The mix of these three mechanisms is a matter of collective choice, which may differ from one country to another and which may also vary over time. In the long term (2050), the redirection of technical progress will play a major role. The progress already made proves that a net-zero economy is not a utopia. The objective of "net zero emissions" in 2050 is within our reach. In the medium term (2030), we must rely on technologies that are already reliable, and therefore combine the substitution of capital for fossil fuels with efforts to save energy. The economic costs of these efforts should not be ignored. Additional investments will certainly boost demand, but the main issues are on the supply side.
Because tangible (equipment, buildings), intangible (patents) and human (qualifications) capital will be depreciated, potential production will most certainly decrease; because research and development efforts will be mainly oriented towards reducing the use of fossil fuels, labor productivity gains and therefore growth are likely to be temporarily reduced.
Sufficiency can contribute to the transition without necessarily reducing consumption, growth and well-being, especially if it results from changes in consumer preferences and is accompanied by changes in the supply of goods and services.
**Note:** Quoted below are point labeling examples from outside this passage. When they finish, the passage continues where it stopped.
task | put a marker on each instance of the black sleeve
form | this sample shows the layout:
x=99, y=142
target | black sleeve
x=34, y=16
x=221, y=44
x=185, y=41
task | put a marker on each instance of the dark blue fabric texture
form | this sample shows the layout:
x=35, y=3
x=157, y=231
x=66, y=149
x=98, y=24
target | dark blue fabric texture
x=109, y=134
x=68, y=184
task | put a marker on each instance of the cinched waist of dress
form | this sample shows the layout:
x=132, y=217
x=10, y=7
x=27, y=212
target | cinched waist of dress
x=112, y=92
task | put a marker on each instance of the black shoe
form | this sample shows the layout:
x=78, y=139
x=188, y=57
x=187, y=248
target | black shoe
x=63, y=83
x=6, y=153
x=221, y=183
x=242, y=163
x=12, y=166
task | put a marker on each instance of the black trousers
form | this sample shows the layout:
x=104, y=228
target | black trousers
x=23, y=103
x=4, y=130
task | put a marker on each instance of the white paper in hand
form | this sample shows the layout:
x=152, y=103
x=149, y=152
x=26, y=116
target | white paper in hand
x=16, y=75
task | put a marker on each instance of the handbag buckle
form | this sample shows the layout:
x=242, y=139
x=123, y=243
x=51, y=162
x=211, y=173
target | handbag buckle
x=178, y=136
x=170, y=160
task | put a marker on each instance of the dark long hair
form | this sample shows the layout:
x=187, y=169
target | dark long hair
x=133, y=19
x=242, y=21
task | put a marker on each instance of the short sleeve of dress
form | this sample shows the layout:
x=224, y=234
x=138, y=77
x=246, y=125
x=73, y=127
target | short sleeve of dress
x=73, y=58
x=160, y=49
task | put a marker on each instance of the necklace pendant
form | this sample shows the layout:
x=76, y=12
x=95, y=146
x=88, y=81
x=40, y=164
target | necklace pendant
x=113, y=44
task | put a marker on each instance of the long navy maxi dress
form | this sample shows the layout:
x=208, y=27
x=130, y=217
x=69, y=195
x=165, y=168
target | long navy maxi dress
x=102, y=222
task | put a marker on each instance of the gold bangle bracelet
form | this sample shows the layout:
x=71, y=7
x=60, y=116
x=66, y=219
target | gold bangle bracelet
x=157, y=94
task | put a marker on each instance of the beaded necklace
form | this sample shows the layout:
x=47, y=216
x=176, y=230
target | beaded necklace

In sum, it will be necessary to invest more temporarily, in a context of lower supply. The immediate impact of the transition is therefore likely to be inflationary. As for public finances, they will have to bear the burden of public investment and support the efforts of companies and households that are insufficiently creditworthy. Public policies, however, have the ability to substantially reduce the economic costs of the transition. In particular, they can:
- secure a consensus on the strategy ;
- address the lack of credibility which, in addition to being bad for the climate, is economically costly;
- adopt an economic approach. In the absence of a general carbon price, beyond the European quota markets, public choices will have to be informed by on an implicit carbon price path;
- define a doctrine for the use of public funds. There are many bad reasons to go into debt, but the climate transition is not one of them. The reform of the Stability Pact must take this dimension into account;
- better articulate national and European strategies. Climate change is a European competence, but many actions (energy policy, transport, housing) are mainly national decisions.